With parades cancelled, Mayor LaToya Cantrell has said she welcomes suggestions for safe alternatives to Carnival and gave krewe captains until Dec. 5 to come up with any of those proposals.
On Thursday, Cantrell also suggested she wouldn't dismiss a plan to reschedule Carnival festivities until later in the year but said that would pose logistical challenges.
Asked Thursday whether parades might be able to roll later next year, Cantrell said she hadn't been asked to consider the idea but that she'd be willing to hear it out.
On Friday, Reiss said that Rex – which is already planning its 150th anniversary parade in 2022 – would not be interested in staging a parade or ball later in 2021. “Rex is all about Mardi Gras and we have a parade and ball on Mardi Gras Day. That is a tradition that is sacrosanct and we would never have one of those events outside of Mardi Gras,” he said.
“But I do think some sort of celebration later in the year with a Mardi Gras spin is a great idea,” he added. “What a great way to potentially bring New Orleans out of the pandemic than to take one of our most cherished celebrations and have it come back in a different form - safely.”

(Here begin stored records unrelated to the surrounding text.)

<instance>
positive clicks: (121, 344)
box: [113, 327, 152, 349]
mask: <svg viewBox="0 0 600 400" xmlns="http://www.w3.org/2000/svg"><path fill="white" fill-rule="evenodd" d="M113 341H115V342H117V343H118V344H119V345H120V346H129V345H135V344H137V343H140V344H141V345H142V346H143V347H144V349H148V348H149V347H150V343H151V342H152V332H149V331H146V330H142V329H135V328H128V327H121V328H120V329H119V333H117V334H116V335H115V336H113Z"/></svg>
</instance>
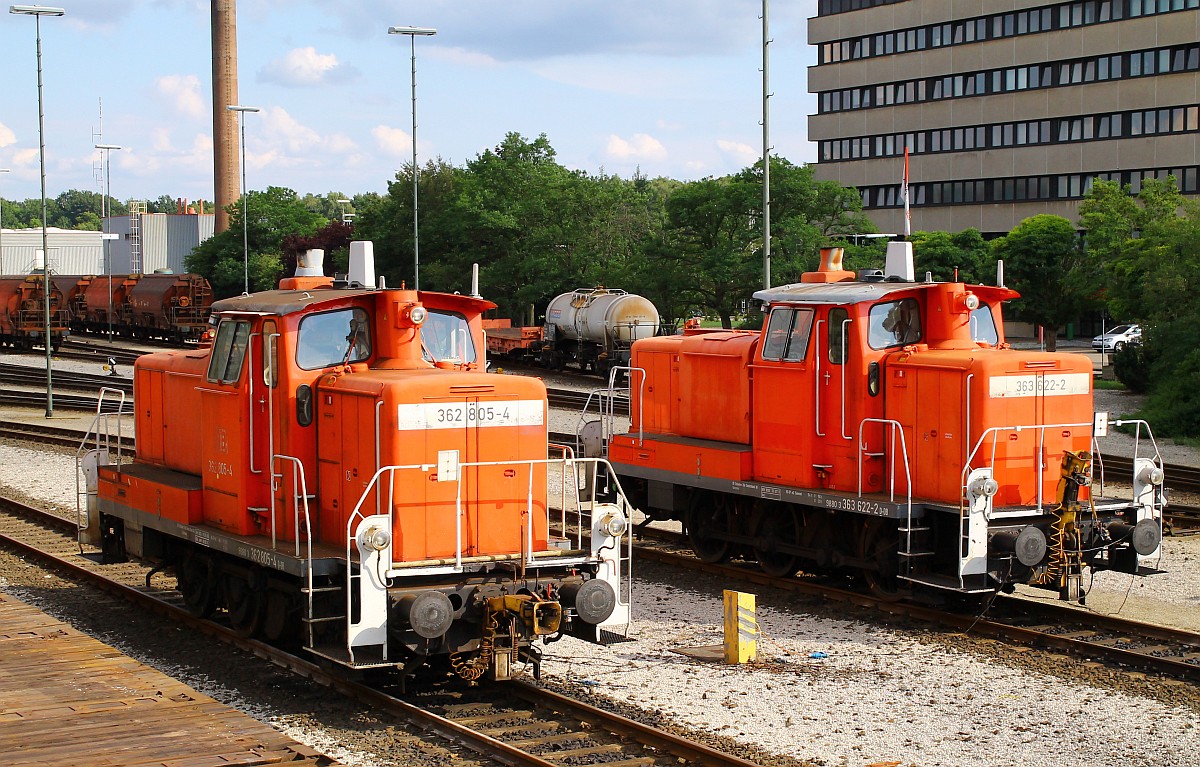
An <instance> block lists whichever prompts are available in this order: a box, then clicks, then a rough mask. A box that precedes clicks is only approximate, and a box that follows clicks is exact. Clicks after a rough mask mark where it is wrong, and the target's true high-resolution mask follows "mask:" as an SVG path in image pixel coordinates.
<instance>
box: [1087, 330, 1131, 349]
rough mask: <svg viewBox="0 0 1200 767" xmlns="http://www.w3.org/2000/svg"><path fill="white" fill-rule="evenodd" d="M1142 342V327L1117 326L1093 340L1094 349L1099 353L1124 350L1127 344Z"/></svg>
mask: <svg viewBox="0 0 1200 767" xmlns="http://www.w3.org/2000/svg"><path fill="white" fill-rule="evenodd" d="M1139 341H1141V326H1140V325H1117V326H1116V328H1112V329H1111V330H1109V331H1108V332H1105V334H1104V335H1103V336H1096V337H1094V338H1092V348H1093V349H1096V350H1097V352H1116V350H1117V349H1122V348H1124V346H1126V344H1127V343H1136V342H1139Z"/></svg>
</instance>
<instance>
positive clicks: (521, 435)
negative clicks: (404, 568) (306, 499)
mask: <svg viewBox="0 0 1200 767" xmlns="http://www.w3.org/2000/svg"><path fill="white" fill-rule="evenodd" d="M316 425H317V429H318V430H319V432H318V456H317V457H318V477H319V480H318V487H319V490H318V493H319V507H320V509H322V522H320V523H322V532H323V538H324V539H325V540H338V539H342V540H344V535H346V529H347V527H346V526H347V523H348V521H349V520H350V517H352V515H354V514H355V513H358V514H359V515H360V516H370V515H372V514H388V515H390V516H391V525H392V531H391V532H392V546H391V552H392V555H391V556H392V564H403V563H414V562H431V561H439V559H452V558H455V557H456V556H457V555H460V553H461V556H462V557H503V556H510V555H520V553H521V552H524V551H526V550H528V549H529V547H533V550H534V551H538V550H544V549H545V547H546V546H547V526H546V466H545V463H542V462H544V461H545V459H546V388H545V384H542V382H541V380H540V379H536V378H529V377H522V376H496V374H486V373H478V372H464V371H446V370H370V371H364V372H355V373H350V374H331V376H326V377H324V378H323V379H320V380H319V382H318V385H317V408H316ZM388 467H392V468H388ZM335 534H336V538H335V537H332V535H335Z"/></svg>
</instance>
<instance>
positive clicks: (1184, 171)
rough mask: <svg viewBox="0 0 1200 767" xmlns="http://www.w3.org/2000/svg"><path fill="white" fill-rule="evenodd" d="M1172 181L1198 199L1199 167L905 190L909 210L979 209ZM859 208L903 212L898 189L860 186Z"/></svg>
mask: <svg viewBox="0 0 1200 767" xmlns="http://www.w3.org/2000/svg"><path fill="white" fill-rule="evenodd" d="M1169 176H1174V178H1175V182H1176V184H1177V185H1178V187H1180V190H1181V191H1182V192H1183V193H1184V194H1196V193H1200V184H1198V178H1200V166H1186V167H1182V168H1147V169H1139V170H1102V172H1094V173H1064V174H1054V175H1031V176H1020V178H1004V179H972V180H964V181H924V182H919V184H913V182H910V184H908V196H910V200H908V202H910V205H914V206H916V205H977V204H980V203H1022V202H1031V200H1062V199H1081V198H1082V197H1084V196H1085V194H1086V193H1087V192H1088V191H1090V190H1091V188H1092V181H1093V180H1094V179H1103V180H1105V181H1118V182H1120V184H1121V185H1122V186H1124V185H1128V186H1129V187H1130V191H1132V192H1133V193H1134V194H1136V193H1138V192H1139V191H1141V184H1142V181H1144V180H1146V179H1166V178H1169ZM858 191H859V192H860V193H862V196H863V208H864V209H868V210H874V209H880V208H902V206H904V198H902V197H901V194H900V185H899V184H887V185H880V186H860V187H858Z"/></svg>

On Thursday, the Krewe of Endymion announced it had canceled its coronation ball, where its king is selected, and its post-parade Extravaganza. The latter event draws a crowd of thousands to the Mercedes-Benz Superdome each year.
The krewes of Bacchus and Orpheus, which also hold large gatherings at the Morial Convention Center following their parades, have not yet announced their plans.